Adobe’s creative tools go well beyond pixel-based media, and audio is becoming more important at Adobe than ever before. Audio research has been conducted at Adobe Research for several years, but the last year has seen significant growth in the area through the formation of the Audio Research Group—Zeyu Jin, Nick Bryan, Justin Salamon, and led by Gautham Mysore.
Innovative audio research in the works could enhance audio production, storytelling, music generation, augmented reality, animation, and more. “The group is focused on solving real-world audio problems with a strong scientific component, often involving deep learning and other state-of-the-art approaches,” says Mysore.
“We are re-imagining audio technology to empower people to tell their story—without the tools getting in the way,” he explains. The group is working to dramatically simplify the creation of audio content, while still maintaining high production value. To do this, they are developing intelligent algorithms to go “under the hood.”
“This research focus could democratize audio content creation,” Mysore says. For example, new tools could enable significantly more people to create spoken word content, such as podcasts, without any knowledge of audio editing and production. Technologies could also allow creators to lay down high quality musical tracks without knowing how to play a traditional instrument—or having the production skills of a sound engineer.
One of the keys to advancing work in audio today is a focus on artificial intelligence, broadly defined. New innovations will enhance audio workflows, but humans will still make the creative decisions, researchers say. “What I love about our work is that we develop intelligent tools to empower creative people, not replace them,” says Salamon.

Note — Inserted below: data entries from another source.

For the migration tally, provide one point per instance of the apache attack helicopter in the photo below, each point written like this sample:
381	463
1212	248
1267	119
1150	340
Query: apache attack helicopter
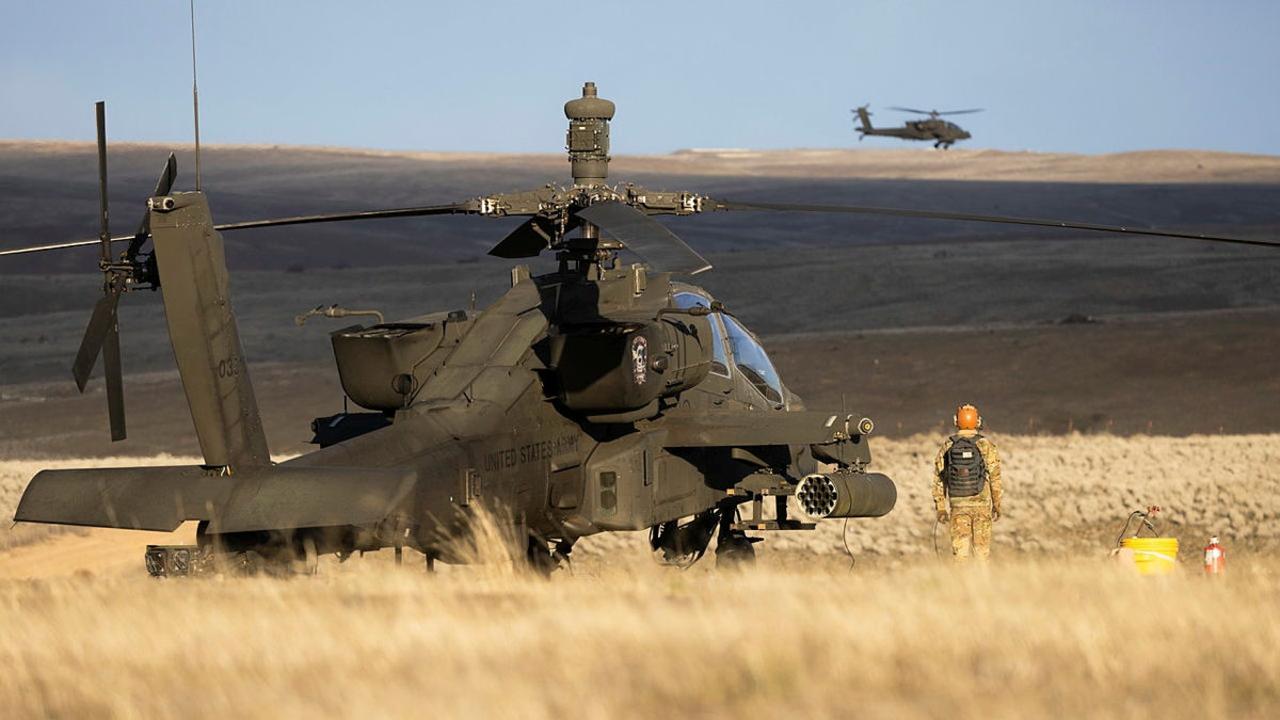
944	133
595	397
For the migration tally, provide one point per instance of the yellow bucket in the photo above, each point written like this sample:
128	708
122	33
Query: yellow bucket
1152	556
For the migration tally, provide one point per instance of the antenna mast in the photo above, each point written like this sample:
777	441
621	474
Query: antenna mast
195	90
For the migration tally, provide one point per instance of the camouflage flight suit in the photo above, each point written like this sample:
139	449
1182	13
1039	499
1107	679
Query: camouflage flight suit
970	516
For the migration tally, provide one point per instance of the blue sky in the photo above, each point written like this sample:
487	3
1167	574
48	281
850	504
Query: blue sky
1082	77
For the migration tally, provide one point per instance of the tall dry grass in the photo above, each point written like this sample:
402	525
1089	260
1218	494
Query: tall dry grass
1022	639
1045	630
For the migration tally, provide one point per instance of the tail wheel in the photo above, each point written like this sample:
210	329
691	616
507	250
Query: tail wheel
735	551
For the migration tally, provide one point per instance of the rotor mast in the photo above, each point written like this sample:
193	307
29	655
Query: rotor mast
588	145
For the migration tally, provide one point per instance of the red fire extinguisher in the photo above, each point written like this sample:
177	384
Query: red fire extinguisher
1215	557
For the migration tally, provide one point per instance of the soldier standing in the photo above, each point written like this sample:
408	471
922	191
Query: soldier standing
967	488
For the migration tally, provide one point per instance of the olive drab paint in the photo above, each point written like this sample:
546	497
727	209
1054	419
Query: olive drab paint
589	399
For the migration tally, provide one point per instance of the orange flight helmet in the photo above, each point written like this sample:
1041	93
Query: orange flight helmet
967	418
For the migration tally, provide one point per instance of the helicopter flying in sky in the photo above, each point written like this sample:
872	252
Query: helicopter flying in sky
942	133
594	397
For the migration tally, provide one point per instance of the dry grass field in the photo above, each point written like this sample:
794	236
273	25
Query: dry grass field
1024	639
1051	628
899	317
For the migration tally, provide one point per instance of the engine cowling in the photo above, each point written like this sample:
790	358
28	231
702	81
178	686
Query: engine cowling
625	367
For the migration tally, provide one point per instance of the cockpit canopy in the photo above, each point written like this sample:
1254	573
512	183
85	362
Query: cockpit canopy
735	347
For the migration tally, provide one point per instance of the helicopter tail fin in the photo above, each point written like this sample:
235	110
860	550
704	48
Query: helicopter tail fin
864	118
206	345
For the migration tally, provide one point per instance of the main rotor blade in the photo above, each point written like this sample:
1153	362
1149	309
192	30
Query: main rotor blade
644	236
59	246
529	240
453	209
114	378
974	218
100	324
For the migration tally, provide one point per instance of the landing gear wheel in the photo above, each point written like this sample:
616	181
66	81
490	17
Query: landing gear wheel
309	560
735	551
542	560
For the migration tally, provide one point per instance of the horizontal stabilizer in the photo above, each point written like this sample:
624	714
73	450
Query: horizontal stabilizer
750	428
261	499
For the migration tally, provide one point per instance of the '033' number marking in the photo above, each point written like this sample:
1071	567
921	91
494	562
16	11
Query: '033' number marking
228	368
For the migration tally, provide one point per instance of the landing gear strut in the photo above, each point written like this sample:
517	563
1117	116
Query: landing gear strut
734	548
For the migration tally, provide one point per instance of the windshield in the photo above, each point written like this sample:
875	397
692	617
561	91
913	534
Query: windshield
720	360
750	358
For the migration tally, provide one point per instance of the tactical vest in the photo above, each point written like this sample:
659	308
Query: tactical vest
964	472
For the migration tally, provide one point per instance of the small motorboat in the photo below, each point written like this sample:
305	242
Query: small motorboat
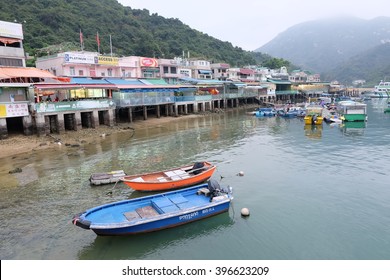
106	178
156	212
174	178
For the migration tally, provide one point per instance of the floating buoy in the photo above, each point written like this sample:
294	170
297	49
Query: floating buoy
245	212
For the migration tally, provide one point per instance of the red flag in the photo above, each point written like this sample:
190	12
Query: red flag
81	37
98	39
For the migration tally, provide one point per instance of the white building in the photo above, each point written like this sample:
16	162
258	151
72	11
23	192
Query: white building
11	45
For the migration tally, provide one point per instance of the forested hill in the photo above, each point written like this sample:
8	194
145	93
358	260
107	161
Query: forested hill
54	25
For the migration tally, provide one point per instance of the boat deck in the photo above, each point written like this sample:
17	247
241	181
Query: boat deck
145	209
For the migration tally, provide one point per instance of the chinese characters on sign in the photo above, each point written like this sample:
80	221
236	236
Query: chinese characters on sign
16	110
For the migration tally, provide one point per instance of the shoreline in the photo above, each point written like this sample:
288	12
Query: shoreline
21	144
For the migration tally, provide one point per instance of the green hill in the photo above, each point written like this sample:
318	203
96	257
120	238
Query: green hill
372	65
54	25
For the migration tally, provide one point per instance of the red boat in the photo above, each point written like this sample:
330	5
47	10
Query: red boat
175	178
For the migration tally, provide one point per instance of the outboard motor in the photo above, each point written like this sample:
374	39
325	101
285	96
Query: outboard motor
215	189
198	168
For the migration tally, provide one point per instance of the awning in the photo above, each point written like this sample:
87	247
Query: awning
24	72
8	41
148	86
246	71
153	81
56	86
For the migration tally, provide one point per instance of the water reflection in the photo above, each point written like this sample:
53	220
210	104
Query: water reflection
353	128
313	131
151	245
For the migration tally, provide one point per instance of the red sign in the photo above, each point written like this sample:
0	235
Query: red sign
148	62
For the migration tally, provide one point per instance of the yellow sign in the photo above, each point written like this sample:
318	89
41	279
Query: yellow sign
108	60
3	111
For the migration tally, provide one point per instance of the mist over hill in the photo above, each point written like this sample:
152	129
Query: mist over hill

“We’re a group of musicians with a passion for sound, and we practice headphones-on machine learning and signal processing,” Mysore explains. “It is often as much of an art as it is a science and we carefully frame research problems by treating audio as sound, not just raw data.”
Audio work extends well beyond manipulating sound in isolation. The group is also tackling problems at the intersection of audio and video. Some examples include automatically suggesting audio content to match video, simplified creation of soundtracks, and better video search jointly using audio and video. Some of this work is in collaboration with video researchers. This thread of research also extends to creating new augmented reality experiences.
Some of the problems being tackled by the group are related to traditional audio research areas such as speech enhancement, music information retrieval, speech and music synthesis, spatial audio, and audio event detection, but often with a twist, due to the nature of the applications being addressed. Adobe has a growing emphasis on the human side of using technology, and thinking through the human computer interaction (HCI) aspects of audio problems often leads to new breakthrough experiences and applications, which helps the group define core algorithmic problems.
Adobe’s path-breaking audio work has already gained recognition from the audio research community. Audio research papers from Adobe Research, often with academic collaborators, have earned best paper awards at conferences including Interspeech, ICASSP, ISMIR, and LVA/ICA, as well as an AES student design competition gold award.
“We have one foot in industry and one foot in academia, and collaborate extensively with university faculty and PhD students,” says Mysore, highlighting the unique role that research scientists play at Adobe. They have the intellectual freedom to choose their own projects, which is key to curiosity-driven research.
The summer internship program is one of the highlights of the group, and Adobe Research in general. “We are fortunate to have some of the world’s top PhD students in the field come and work with us. Our interns are exposed to real-world problems in context,” Mysore explains.
The group recently welcomed the largest-ever cohort of Adobe Research audio interns— ten, primarily PhD students. Most intern projects lead to top-tier academic publications and often lead to patent applications. Several intern-launched projects have become features in products as well, potentially reaching millions of customers. Interns also sometimes have the opportunity to present highly visible demos at the Adobe MAX Conference main-stage “Sneaks” alongside celebrity hosts, as done by Zeyu Jin and Nick Bryan during their own internships.
The group often collaborates with Juan-Pablo Caceres, a research engineer who works on transforming audio research into product-ready software, Paris Smaragdis, a professor at University of Illinois Urbana-Champaign (and part-time at Adobe) who works on a broad range of audio research problems, Tim Langlois and Dingzeyu Li, who bring their computational modeling skills to problems in augmented reality, 360 video, and immersive audio, Tim Ganter and Celso Gomes, who work on rapid prototyping and design, particularly in the audio space.
As researchers figure out how to blend uniquely human creativity with advances in machine intelligence, new tools could serve as critical partners in an enhanced creative process. This will be more important than ever before for audio content creation. The Audio Research Group at Adobe and its collaborators will drive that technology forward to impact a wide range of creators.